STUDENTENBUDEN WERDEN ZUM LUXUSGUT: Gut 37 Prozent mehr Miete als vor
sechs Jahren müssen Studierende für eine Wohnung in Berlin
hinblättern, in München und Stuttgart, aber selbst in Osnabrück sieht
es ähnlich dramatisch aus. Diese Mietpreisdynamik macht Studenten
bundesweit zu schaffen. Zugleich ermittelte das DSW, dass sich
Studierende zu 27 Prozent ein WG-Zimmer wünschen, zu 26 Prozent eine
Wohnung alleine und zu 31 Prozent eine Bleibe mit Partner, eventuell
auch mit Kind.

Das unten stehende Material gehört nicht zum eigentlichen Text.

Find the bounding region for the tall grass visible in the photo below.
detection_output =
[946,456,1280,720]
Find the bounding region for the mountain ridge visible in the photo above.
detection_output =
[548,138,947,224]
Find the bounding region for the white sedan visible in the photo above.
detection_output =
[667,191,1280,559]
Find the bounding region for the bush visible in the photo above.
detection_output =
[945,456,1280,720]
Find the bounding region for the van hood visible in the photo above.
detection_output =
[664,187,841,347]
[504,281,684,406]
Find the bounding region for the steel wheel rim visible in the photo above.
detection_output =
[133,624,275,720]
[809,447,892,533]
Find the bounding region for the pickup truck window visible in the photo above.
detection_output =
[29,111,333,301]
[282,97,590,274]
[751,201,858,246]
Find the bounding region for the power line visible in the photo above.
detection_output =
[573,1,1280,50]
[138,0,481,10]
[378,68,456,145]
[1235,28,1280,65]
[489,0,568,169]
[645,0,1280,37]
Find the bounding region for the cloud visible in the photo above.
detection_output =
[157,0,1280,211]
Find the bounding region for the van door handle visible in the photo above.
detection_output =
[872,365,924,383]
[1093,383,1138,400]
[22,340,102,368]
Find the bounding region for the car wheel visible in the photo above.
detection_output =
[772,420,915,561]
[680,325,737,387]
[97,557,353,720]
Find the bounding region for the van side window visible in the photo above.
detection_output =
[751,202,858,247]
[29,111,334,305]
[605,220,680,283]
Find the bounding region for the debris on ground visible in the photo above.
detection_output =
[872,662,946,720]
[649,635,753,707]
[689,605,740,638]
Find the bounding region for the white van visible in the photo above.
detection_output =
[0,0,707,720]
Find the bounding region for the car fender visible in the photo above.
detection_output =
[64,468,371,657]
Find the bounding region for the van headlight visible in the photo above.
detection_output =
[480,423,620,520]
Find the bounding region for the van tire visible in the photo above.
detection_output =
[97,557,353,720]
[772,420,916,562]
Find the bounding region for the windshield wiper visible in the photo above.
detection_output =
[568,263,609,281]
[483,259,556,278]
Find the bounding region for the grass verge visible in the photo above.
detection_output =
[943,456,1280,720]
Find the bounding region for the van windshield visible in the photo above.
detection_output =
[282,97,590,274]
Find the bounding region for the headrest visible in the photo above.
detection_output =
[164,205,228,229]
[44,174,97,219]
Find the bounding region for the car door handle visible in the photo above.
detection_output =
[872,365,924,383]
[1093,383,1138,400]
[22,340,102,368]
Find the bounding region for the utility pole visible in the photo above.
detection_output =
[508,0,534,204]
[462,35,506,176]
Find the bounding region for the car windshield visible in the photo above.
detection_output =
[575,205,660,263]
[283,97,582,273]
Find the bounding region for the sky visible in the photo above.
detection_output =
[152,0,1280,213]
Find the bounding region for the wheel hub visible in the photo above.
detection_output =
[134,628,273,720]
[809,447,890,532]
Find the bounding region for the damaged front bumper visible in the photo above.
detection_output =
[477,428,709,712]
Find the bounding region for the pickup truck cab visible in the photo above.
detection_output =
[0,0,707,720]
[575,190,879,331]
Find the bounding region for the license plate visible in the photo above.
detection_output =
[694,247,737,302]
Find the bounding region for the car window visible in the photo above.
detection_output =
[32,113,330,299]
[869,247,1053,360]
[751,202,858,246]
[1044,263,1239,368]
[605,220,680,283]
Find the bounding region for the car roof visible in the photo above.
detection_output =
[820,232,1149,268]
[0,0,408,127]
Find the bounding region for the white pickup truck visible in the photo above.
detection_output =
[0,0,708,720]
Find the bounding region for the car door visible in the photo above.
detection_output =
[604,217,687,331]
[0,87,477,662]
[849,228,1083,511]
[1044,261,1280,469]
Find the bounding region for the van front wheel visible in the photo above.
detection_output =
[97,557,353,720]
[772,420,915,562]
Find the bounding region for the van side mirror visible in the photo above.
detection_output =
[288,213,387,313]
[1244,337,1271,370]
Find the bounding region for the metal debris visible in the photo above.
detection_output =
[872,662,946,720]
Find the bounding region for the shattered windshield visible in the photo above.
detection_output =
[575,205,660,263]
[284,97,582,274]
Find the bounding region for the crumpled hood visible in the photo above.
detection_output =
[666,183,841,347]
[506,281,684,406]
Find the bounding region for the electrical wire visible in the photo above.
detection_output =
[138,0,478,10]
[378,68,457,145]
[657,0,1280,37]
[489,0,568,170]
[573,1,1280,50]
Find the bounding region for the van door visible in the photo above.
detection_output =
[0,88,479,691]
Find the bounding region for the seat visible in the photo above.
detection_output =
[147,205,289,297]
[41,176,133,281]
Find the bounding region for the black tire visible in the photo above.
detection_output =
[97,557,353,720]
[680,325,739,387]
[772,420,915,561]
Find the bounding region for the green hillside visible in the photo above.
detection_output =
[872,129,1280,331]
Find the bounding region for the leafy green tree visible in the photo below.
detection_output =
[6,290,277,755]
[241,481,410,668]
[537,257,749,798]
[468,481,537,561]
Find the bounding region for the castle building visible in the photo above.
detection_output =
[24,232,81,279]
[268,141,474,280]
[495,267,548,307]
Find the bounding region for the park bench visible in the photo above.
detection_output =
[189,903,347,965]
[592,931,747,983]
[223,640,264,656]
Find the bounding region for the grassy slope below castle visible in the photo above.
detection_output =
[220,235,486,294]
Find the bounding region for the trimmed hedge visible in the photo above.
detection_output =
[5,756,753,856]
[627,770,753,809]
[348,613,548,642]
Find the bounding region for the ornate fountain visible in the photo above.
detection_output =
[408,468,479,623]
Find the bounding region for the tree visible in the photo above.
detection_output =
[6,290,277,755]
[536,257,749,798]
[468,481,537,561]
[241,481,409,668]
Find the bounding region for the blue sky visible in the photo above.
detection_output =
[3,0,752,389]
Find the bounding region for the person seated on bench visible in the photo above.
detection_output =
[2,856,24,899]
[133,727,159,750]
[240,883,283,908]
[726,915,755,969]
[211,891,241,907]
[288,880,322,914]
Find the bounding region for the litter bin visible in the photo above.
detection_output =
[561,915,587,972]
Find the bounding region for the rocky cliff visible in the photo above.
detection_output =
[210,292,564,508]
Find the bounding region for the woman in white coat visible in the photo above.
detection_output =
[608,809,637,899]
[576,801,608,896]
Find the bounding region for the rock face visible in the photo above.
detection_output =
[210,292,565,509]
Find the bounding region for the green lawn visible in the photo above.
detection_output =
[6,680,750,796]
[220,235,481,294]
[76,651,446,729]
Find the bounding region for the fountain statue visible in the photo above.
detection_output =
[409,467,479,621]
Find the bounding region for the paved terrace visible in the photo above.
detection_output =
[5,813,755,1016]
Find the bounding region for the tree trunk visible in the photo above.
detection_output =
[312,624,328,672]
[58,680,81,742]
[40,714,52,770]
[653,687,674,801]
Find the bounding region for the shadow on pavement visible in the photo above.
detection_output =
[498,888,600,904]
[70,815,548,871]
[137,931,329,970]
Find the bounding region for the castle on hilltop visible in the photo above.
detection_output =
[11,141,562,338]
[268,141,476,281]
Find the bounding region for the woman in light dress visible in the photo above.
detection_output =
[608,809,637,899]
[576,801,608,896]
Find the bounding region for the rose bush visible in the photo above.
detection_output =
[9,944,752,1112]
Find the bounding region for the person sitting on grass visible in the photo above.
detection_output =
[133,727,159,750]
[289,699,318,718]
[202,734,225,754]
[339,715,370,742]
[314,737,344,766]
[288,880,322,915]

Im «Hotel Mama» wollten nur 6 Prozent bleiben, in
einem Studentenwohnheim 9 Prozent. «Der Anteil derjenigen, die als
Studenten noch bei den Eltern wohnen, könnte anwachsen», sagt
DSW-Manager Meyer auf der Heyde.
STUDENTEN-STRESS STEIGT: Eine breit angelegte wissenschaftliche
Untersuchung dazu stellt der AOK-Bundesverband am Vormittag in Berlin
vor. Mehr als 18 000 Studierende wurden befragt. Die Studie zeige
«nicht nur die unterschiedlichen Formen von Stress und deren Ursachen
auf, sondern liefert neben geschlechterspezifischen Unterschieden
auch spannende Vergleiche zwischen den Studienfächern, den Hochschul-
und den Abschlussarten», wie die AOK ankündigte.